We've only got one major piece of market data today, but it's a big one: the Producer Price Index (or, more precisely, indexes). Given the title of this news item, this should be no surprise.
The Producer Price Index is actually a set of indexes that measure the change in costs of supplies used by manufacturers at all stages of the manufacturing and production process - raw materials, intermediate goods, and finished products. It's very much like the Consumer Price Index, except for producers, because it is essentially a measure of inflation. If PPI is up, you can expect to see it eventually flow through to the CPI as well - although not always at a 1:1 ratio. After all, a lot of manufactured goods are discretionary, and if the prices go up too far people will just refuse to buy them.
Nevertheless, the market pays attention to this figure. Rising costs, particularly if they don't get passed on to the consumer, cut into corporate profits
The June 2011 results were mixed. PPI for finished goods fell 0.4% (beating expectations), but core PPI rose 0.3% (missing expectations). The overall change in PPI was driven by a 2.8% decrease in finished energy. Intermediate goods PPI changed 0.0%, and crude goods PPI fell 0.6%.
For July 2011, the Econoday-surveyed analysts aren't quite as optimistic. They're calling for a 0.0% change in PPI for finished goods, and a 0.2% increase in core PPI for finished goods. And as always, we turn to the US Bureau of Labor Statistics' Producer Price Indexes - July 2011 to see if the analysts are right. And the short answer is that they are not right.

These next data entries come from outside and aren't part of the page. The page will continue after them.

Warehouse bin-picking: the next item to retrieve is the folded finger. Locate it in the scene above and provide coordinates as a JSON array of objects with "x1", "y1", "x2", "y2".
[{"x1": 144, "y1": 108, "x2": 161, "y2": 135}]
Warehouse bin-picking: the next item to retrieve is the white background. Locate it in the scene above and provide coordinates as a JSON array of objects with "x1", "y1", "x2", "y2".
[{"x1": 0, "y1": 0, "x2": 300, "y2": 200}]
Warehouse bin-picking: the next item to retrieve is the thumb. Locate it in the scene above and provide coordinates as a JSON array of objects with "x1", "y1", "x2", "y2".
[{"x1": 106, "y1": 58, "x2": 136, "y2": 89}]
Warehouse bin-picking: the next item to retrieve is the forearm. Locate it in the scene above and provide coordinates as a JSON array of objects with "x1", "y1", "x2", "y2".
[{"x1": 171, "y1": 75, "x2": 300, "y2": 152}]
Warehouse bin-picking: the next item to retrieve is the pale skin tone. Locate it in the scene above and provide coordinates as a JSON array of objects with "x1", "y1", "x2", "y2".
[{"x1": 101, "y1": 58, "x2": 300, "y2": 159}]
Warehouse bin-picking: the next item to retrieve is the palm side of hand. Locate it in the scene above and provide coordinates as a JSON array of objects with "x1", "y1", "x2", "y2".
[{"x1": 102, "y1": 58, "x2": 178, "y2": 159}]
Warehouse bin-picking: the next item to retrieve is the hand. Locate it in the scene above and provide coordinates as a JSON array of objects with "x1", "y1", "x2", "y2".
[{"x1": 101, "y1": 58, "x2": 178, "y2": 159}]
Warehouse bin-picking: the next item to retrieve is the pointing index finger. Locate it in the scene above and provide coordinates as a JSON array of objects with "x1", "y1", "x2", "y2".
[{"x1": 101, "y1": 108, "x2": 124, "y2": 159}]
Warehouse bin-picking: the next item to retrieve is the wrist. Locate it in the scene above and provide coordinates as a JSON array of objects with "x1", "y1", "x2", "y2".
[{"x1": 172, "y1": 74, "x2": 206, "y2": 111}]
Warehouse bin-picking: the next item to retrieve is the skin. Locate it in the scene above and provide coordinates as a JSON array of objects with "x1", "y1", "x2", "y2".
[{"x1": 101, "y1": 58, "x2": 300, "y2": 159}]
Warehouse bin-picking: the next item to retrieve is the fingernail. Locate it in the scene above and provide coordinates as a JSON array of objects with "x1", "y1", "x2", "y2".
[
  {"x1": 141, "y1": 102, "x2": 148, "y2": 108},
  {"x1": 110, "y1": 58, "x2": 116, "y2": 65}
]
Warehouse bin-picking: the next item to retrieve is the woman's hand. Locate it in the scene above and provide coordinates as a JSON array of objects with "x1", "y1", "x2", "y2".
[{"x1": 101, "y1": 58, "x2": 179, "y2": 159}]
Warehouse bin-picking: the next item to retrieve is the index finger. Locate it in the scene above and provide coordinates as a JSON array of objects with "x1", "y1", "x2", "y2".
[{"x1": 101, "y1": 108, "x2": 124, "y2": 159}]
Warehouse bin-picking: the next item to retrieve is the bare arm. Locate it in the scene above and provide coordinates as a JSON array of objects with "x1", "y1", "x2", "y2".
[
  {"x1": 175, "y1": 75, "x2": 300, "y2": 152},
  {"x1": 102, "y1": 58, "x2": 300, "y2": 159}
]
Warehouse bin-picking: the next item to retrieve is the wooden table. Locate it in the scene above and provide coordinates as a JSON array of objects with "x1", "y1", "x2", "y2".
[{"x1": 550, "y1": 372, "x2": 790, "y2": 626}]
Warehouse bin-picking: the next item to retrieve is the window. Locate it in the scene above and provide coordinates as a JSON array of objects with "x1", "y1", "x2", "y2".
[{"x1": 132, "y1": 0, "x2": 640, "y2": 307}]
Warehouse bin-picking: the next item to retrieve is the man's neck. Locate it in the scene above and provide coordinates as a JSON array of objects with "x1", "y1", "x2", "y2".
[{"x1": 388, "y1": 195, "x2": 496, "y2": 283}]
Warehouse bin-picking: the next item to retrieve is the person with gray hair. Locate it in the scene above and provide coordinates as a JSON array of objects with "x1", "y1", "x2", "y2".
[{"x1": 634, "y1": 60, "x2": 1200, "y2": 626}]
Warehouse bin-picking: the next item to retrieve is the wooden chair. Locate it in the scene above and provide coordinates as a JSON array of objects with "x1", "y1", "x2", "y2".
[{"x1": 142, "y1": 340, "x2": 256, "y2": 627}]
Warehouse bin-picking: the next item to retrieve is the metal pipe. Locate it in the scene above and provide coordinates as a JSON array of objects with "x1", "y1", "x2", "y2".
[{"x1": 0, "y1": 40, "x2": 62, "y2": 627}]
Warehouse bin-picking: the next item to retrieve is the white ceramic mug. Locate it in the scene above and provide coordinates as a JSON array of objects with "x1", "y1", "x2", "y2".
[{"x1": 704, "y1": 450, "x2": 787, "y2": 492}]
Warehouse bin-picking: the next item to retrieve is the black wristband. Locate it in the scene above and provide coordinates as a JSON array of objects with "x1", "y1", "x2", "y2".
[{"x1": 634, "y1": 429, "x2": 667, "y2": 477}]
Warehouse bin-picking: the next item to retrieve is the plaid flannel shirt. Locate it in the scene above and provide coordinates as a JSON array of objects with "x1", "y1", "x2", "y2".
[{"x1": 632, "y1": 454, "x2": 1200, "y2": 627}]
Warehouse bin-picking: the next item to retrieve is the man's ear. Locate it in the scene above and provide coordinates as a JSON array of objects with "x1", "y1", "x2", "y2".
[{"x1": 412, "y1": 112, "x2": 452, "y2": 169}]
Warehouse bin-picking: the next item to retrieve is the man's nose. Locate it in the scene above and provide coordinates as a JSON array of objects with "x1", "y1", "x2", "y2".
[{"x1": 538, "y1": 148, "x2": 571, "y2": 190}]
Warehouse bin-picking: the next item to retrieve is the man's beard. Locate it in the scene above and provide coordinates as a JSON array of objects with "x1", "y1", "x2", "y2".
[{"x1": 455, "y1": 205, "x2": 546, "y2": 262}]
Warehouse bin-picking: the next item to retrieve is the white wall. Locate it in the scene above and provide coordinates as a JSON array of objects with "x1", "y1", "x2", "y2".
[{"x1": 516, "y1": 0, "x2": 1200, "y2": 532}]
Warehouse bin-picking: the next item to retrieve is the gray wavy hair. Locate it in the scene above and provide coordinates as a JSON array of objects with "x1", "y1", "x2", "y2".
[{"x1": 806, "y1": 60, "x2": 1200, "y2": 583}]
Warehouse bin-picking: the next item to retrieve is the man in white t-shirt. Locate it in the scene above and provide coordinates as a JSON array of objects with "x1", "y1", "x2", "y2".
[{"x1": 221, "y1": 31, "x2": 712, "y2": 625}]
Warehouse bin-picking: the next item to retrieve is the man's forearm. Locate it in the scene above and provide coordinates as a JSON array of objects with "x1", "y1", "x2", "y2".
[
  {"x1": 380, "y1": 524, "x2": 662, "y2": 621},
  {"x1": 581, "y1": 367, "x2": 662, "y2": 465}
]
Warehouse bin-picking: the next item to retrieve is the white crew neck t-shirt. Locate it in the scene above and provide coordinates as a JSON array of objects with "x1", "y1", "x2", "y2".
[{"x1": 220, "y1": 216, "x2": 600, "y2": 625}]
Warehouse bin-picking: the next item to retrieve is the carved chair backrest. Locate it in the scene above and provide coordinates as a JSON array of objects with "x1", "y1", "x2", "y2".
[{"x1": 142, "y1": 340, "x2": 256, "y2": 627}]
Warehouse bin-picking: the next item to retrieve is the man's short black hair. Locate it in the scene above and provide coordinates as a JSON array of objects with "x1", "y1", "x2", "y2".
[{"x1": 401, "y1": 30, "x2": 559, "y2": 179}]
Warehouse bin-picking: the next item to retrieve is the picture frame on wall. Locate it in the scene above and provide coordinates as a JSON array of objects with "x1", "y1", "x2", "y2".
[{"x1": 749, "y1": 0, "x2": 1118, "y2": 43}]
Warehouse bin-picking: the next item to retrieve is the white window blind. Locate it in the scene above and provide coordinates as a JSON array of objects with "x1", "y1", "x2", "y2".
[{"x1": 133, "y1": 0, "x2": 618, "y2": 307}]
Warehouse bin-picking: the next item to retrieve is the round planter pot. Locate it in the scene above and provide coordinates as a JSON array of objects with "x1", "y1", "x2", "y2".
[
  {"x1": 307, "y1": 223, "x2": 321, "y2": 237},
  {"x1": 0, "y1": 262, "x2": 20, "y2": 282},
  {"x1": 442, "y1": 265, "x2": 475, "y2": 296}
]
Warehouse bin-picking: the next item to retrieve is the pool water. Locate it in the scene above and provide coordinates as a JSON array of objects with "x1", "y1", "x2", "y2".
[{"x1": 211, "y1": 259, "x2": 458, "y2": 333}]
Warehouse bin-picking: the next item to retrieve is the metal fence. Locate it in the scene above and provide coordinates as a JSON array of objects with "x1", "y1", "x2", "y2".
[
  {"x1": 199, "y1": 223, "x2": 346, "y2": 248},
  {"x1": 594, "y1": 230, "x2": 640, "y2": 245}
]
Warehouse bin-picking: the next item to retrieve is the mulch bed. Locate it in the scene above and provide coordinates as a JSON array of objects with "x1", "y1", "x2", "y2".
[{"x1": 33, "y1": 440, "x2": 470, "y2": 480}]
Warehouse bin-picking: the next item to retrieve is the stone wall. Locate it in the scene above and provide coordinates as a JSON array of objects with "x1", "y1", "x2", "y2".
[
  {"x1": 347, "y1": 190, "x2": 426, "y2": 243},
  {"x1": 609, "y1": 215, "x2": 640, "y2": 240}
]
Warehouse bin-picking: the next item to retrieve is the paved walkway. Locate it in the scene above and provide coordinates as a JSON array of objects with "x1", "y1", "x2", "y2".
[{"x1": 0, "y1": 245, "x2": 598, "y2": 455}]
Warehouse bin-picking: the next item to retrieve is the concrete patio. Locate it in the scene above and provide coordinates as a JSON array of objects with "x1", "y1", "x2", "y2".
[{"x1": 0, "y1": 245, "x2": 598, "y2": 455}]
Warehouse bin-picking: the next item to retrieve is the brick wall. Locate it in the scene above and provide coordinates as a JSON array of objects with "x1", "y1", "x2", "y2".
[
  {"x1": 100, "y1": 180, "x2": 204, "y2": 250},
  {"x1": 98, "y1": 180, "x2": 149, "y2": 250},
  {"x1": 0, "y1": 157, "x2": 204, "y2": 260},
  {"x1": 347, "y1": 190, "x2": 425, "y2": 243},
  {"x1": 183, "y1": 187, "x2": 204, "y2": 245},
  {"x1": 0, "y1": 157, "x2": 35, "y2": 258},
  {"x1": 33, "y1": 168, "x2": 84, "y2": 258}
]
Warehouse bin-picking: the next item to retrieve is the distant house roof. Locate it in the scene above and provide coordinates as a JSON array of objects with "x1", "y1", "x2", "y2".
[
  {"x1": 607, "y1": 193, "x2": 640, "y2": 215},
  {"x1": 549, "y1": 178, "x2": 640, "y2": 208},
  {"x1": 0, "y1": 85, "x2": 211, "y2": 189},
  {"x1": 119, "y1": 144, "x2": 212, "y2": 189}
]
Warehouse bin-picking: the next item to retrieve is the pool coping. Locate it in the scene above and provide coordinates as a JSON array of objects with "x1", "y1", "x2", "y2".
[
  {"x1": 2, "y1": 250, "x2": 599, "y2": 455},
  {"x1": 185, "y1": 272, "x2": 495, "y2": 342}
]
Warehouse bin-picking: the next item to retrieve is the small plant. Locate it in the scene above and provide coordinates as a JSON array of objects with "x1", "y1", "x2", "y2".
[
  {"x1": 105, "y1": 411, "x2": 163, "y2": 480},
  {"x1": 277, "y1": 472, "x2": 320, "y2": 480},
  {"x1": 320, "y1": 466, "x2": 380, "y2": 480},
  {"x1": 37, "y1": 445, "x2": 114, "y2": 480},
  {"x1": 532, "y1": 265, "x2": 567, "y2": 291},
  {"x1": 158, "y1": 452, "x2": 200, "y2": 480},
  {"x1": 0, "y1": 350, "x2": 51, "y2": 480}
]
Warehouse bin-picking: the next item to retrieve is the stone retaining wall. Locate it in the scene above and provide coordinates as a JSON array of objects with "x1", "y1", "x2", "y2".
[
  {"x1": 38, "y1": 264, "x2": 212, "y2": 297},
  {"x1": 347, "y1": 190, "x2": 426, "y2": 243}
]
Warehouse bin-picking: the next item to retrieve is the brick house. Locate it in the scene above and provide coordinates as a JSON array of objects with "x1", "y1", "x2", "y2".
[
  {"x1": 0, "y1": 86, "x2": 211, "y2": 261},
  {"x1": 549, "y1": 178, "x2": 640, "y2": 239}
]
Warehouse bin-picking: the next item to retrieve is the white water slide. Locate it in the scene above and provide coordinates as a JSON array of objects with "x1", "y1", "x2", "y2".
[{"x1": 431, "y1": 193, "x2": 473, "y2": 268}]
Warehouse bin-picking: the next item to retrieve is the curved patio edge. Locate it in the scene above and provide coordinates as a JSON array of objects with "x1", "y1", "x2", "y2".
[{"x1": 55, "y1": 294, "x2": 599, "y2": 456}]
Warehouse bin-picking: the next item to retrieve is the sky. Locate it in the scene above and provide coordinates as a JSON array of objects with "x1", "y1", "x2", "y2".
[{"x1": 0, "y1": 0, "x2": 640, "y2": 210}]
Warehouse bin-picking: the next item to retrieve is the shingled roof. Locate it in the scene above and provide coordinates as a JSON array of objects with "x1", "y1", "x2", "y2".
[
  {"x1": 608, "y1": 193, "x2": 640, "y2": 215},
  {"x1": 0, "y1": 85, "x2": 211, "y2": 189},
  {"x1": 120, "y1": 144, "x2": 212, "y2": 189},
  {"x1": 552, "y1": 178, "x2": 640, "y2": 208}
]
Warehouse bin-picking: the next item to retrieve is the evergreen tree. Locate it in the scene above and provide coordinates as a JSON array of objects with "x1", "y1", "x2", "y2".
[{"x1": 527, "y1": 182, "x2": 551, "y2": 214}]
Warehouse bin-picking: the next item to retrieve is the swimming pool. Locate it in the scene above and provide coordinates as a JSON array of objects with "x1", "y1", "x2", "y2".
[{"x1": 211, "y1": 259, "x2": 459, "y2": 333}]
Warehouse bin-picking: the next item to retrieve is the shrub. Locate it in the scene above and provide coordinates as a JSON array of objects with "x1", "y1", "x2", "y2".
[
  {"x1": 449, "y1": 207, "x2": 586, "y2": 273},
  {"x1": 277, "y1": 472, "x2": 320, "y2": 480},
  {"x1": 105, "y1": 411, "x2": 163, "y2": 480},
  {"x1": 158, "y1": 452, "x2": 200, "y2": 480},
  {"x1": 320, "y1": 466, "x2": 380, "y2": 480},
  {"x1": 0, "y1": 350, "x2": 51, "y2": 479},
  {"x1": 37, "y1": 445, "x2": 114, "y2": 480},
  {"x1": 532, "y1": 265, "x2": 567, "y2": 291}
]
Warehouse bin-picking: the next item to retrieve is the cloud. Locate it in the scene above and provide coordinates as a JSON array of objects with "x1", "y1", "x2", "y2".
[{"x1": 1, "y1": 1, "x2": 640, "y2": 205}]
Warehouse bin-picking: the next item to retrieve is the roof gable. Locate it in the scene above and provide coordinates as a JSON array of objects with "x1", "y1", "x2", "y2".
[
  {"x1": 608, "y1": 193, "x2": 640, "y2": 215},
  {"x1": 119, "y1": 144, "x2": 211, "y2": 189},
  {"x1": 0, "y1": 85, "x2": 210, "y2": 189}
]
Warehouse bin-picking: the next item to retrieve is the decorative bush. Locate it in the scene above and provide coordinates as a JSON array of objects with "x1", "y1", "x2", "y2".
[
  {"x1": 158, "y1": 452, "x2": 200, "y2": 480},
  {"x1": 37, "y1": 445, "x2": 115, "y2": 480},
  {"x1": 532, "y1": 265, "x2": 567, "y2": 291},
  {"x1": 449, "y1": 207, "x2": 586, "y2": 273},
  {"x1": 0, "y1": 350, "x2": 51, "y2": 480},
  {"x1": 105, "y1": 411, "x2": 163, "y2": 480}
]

The Producer Price Index for finished goods actually rose 0.2% (missing expectations), and the core Producer Price Index rose 0.4% (also missing expectations). The report pins the blame for the core PPI increase on a 2.8% increase in tobacco product prices[1], as well as on an increase in the cost of light motor trucks and pharmaceutical preparations. The increase in overall PPI is blamed on finished consumer foods, which increased 0.6% (driven by a 2.7% increase in beef and veal prices and by higher prices for fresh fruits and melons), offset slightly by a 0.6% decline in finished energy prices (led by gasoline, which fell 2.8%).
PPI for intermediate goods rose 0.2%, mostly on a 2.1% increase in the cost of plastic resins and materials. PPI for crude goods fell 1.2%, driven by a 2.6% decline in crude energy materials and a 0.8% decline in crude foodstuffs and feedstuffs.
All in all, not great. But far from terrible, really.
[1] Tobacco: not food, and not energy.